Peterson also misrepresents, or at least greatly oversimplifies, the
religious views of some historically important scientists. Because Isaac
Newton explicitly rejected the Trinity as a heresy and the divinity of
Christ as a form of idolatry, many would hesitate to identify him as "a
fervent Christian." Charles Lyell was a Unitarian, not a "thoroughgoing
Christian," to offer another example, and it is not clear that Rene
Descartes was "devout," although he was clearly a believer in God. The
problem here is not that certain figures are miscategorized, it is rather
that Peterson seems all too eager to create a sort of mythology of his own,
without regard to the actual facts.

This is most evident in Peterson's treatment of the modern controversy
about God and science. It is true that "about 40 percent of American
scientists believe in a personal God and in an afterlife," but most of the
scientists in this category (ironically) are not given an effective voice in
Peterson's article. Following Peterson, one would conclude that religious
scientists fit into one of two categories: those who are bold enough
publicly to support intelligent design and those who have "interpret[ed]
away many of the central beliefs of the Judeo-Christian tradition" and have
passively "retire[d] to a cozy warren of warm, fuzzy irrelevancy." My work
as an historian of Christianity and science has brought me into contact with
literally hundreds of religious American scientists from all major fields of
science, and most of them defy categorization in such simple-minded, even
insulting, terms. It is true that many of these scientists would endorse
the maxim Peterson states as, "Science asks how; religion asks why." What
he fails to realize is that this maxim can mean different things in practice
to various scientists. What it means to all of them is that the Bible does
not provide a scientifically reliable history of creation (contrary to the
claims of "creationists") and that science is not a source of ultimate
meaning and values (contrary to the claims of scientific materialists). I
suspect that Peterson might even agree with that himself. To many
scientists in this category, however, it does *not* mean that one cannot
find important points where science and religion intersect--including places
where science points toward transcendence, such as the fine tuning of the
cosmos or the almost incredible power of mathematics to describe nature with
great precision and subtlety. Furthermore, many scientists in this category
are far more willing to talk publicly about theology than Peterson's talk
about privatization suggests; an obvious example is biologist Francis
Collins (head of the Human Genome Project at the NIH), whose Christian
testimony was published in the New York Times and who is writing a book
about the intersection of his traditional Christian beliefs with his work as
a scientist, but it would be easy for me to name dozens more American
scientists who are no less public about their Christian commitment.

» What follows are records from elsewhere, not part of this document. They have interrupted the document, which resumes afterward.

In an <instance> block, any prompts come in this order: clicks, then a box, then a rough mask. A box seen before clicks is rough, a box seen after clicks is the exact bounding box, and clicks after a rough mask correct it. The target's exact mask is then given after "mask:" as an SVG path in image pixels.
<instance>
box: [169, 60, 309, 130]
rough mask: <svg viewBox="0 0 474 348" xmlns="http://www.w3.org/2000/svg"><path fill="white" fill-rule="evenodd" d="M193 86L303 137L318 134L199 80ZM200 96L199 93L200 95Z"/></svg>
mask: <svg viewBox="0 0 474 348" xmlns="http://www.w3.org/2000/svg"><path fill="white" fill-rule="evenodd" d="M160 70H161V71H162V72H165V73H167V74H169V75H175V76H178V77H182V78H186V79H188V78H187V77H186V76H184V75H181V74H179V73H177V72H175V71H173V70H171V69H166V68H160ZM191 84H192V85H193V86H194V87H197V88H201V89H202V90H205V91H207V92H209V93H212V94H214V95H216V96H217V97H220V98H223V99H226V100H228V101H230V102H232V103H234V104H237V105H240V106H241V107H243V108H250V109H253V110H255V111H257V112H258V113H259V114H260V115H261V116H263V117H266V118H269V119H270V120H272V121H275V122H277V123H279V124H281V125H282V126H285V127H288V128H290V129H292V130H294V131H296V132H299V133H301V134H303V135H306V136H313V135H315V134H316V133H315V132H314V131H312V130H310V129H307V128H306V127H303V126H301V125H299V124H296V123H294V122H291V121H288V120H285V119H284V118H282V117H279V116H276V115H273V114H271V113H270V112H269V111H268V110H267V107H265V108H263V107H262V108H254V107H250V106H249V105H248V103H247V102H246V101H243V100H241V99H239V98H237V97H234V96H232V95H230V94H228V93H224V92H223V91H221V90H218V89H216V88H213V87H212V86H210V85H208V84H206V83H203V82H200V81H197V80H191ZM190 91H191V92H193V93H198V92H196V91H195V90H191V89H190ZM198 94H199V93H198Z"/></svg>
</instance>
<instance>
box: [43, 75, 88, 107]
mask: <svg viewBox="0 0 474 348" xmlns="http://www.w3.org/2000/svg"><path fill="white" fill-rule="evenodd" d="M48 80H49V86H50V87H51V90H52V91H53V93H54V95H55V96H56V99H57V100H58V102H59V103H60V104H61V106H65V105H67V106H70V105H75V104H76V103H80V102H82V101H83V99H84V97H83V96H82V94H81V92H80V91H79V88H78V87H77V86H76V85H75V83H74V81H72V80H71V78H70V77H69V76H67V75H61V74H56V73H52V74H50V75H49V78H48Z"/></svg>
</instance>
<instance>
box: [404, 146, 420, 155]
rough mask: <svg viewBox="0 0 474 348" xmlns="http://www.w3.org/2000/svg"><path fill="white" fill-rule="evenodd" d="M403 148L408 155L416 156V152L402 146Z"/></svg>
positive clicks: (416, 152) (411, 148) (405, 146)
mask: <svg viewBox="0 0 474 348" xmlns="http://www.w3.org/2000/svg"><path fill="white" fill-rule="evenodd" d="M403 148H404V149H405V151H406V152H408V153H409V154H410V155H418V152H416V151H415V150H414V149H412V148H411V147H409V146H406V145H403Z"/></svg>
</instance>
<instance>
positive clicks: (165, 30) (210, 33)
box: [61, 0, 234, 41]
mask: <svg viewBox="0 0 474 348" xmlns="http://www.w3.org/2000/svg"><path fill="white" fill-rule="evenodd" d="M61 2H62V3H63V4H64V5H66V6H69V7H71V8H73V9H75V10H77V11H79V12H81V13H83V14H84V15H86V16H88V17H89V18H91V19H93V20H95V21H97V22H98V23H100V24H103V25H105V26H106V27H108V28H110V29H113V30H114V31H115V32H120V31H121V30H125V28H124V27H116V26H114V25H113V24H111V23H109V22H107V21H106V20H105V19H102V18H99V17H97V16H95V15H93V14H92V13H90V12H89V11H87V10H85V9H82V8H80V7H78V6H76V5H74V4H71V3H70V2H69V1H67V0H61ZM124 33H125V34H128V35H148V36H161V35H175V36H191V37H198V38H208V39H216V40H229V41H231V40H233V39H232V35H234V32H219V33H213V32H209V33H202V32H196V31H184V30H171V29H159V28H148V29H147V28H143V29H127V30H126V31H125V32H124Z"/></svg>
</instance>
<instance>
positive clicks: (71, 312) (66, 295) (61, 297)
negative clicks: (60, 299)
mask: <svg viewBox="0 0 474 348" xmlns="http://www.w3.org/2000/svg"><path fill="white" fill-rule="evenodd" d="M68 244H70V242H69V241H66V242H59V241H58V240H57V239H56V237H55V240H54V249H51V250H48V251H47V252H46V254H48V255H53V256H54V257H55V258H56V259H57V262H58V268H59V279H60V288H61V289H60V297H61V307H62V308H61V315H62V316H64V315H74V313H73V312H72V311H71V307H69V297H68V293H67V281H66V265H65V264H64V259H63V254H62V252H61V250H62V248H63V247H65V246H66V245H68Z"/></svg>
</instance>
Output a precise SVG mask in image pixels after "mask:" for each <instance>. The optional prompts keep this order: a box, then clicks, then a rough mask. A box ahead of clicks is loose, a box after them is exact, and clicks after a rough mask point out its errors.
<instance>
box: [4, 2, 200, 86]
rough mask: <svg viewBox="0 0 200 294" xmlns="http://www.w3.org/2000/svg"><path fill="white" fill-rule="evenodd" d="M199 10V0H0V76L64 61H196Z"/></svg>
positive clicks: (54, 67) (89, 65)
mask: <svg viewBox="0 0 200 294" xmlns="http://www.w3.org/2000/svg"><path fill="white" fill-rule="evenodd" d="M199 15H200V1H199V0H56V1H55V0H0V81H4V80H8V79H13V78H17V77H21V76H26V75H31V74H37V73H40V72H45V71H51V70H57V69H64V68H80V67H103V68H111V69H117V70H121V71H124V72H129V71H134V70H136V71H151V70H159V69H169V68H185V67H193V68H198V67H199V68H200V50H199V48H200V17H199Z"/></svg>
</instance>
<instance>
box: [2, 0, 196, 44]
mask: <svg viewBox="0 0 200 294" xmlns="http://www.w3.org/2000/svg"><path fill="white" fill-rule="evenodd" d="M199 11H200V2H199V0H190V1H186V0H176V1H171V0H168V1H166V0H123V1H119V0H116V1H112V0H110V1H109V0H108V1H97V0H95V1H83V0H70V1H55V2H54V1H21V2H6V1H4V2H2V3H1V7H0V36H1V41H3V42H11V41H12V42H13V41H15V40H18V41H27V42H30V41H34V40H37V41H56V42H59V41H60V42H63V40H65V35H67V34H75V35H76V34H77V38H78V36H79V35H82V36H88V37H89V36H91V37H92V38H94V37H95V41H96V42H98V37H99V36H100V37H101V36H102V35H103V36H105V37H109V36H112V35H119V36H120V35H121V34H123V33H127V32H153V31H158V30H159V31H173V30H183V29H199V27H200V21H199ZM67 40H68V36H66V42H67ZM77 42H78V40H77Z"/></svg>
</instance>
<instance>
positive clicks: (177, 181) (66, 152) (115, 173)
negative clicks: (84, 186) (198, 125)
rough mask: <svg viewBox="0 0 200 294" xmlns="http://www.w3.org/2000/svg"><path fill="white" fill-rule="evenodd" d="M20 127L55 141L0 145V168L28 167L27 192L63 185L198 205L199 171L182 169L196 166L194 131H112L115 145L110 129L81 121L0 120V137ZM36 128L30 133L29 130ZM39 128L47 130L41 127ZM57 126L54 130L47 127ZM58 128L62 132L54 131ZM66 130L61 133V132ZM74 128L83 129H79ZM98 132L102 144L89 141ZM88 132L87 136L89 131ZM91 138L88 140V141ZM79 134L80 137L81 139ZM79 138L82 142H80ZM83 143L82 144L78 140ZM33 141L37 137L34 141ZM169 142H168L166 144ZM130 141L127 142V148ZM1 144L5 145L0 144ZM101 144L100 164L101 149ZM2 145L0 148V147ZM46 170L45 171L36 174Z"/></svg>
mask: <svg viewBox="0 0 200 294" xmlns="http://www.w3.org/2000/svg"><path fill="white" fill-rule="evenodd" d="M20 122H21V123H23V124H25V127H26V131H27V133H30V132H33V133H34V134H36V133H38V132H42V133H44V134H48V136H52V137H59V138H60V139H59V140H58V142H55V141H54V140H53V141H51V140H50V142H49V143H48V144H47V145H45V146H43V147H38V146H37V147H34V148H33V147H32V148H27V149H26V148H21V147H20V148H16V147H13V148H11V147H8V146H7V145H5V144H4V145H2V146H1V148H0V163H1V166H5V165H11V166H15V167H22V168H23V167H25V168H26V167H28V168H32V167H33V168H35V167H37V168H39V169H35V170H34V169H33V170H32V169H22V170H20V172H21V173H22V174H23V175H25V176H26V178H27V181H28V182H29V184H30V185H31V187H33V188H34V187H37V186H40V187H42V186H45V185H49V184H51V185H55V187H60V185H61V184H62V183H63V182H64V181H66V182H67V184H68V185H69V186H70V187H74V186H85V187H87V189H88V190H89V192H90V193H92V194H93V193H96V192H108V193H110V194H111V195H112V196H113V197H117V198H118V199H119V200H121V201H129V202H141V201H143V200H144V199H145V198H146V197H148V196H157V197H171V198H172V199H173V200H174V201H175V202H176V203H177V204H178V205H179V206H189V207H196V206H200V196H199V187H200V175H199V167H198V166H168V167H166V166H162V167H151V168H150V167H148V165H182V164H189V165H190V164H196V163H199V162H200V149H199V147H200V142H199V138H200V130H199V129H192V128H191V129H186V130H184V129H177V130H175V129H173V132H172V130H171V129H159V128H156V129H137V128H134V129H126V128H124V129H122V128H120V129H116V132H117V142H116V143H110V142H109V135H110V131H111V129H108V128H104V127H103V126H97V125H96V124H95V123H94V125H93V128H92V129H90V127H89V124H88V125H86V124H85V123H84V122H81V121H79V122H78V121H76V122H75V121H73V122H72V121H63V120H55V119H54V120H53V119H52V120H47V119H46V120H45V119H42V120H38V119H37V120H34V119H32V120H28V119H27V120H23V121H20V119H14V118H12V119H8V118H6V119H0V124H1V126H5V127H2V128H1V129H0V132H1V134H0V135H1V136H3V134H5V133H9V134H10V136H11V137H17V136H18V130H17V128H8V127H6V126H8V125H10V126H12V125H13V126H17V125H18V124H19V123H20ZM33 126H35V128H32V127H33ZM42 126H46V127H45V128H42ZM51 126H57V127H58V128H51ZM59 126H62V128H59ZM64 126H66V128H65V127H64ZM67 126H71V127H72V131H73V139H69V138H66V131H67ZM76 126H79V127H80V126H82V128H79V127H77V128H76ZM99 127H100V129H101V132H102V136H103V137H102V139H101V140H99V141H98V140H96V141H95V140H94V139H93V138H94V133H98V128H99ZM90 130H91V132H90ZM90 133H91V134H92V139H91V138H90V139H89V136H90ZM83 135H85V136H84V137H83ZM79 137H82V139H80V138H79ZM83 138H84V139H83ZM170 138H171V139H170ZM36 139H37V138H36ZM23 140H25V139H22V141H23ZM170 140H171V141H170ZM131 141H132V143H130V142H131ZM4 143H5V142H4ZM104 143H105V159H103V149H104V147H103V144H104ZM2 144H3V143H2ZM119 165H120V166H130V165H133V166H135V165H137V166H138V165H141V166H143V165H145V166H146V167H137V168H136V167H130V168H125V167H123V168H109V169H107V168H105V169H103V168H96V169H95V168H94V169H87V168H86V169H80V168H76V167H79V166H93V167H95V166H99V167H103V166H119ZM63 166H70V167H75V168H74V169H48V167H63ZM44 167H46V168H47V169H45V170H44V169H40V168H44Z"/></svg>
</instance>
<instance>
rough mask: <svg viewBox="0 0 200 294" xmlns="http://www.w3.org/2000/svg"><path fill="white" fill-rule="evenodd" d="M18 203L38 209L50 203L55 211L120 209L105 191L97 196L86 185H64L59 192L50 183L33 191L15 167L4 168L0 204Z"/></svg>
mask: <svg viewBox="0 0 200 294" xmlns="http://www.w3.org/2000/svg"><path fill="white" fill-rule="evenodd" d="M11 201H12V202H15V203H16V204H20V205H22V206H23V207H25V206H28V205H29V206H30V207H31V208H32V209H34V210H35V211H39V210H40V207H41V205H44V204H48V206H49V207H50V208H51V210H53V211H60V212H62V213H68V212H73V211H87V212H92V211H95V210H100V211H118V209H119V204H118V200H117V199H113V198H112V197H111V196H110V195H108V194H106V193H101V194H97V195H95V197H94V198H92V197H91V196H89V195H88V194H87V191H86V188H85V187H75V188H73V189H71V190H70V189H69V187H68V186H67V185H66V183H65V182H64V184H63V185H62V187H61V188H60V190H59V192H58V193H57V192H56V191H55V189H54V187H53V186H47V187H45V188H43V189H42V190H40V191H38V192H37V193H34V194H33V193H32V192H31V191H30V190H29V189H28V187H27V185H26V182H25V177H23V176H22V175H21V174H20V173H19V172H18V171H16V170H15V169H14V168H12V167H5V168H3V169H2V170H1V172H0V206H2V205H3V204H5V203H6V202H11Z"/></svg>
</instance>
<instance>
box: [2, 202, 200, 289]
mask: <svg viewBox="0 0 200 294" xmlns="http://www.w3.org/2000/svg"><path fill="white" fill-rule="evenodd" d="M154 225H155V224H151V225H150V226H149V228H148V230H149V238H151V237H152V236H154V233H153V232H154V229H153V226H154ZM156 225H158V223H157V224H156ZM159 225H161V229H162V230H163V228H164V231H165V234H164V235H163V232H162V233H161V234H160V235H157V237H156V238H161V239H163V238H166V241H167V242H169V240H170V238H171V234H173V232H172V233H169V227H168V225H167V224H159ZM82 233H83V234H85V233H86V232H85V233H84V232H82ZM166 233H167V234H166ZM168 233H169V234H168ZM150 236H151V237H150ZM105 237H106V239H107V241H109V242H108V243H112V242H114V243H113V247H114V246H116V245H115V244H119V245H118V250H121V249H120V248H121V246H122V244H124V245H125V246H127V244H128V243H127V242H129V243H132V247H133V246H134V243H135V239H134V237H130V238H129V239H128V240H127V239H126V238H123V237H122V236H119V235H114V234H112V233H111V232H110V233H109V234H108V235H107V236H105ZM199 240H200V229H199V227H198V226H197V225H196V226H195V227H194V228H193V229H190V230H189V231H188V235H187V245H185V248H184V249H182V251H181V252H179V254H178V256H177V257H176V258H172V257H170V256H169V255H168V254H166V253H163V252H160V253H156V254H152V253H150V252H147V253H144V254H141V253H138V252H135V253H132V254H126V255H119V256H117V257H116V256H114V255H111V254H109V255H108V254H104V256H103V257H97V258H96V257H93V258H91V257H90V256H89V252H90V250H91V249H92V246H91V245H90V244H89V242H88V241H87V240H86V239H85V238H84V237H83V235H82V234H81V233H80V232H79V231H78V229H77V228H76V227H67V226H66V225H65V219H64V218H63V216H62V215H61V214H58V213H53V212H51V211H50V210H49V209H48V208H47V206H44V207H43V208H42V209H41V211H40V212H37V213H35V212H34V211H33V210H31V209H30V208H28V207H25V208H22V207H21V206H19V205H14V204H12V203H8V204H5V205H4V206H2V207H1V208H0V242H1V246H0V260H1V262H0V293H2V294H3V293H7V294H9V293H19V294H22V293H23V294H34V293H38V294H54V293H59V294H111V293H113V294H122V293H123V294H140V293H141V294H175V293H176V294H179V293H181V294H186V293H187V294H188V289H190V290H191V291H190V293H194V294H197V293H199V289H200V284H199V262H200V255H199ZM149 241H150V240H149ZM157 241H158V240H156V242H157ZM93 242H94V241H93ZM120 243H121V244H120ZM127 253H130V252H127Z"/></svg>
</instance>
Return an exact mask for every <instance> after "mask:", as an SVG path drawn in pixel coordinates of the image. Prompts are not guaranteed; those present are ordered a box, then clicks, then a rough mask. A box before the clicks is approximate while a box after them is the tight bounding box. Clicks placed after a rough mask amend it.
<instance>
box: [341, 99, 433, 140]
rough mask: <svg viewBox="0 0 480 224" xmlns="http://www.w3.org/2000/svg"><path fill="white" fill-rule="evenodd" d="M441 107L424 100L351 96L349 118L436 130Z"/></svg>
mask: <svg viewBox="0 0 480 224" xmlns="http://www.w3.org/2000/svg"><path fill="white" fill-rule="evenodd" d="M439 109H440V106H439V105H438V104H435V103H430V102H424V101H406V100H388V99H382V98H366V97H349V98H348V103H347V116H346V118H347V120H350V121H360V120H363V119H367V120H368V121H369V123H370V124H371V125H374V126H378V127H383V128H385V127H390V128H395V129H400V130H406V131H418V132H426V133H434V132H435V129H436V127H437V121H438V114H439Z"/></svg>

What we need on all sides, it seems to me, is more sensitivity to the
complexities and nuances that characterize the actual historical and
contemporary situation, whether or not they fit the particular perspective
that one brings to bear on them. In the politics of science, the politics
drives the science, regardless of which end of the spectrum the politics is
coming from, and the truth is often lost in the process. Readers are urged
to read more widely, and to have a larger conception of what it means to
"follow the truth wherever it leads."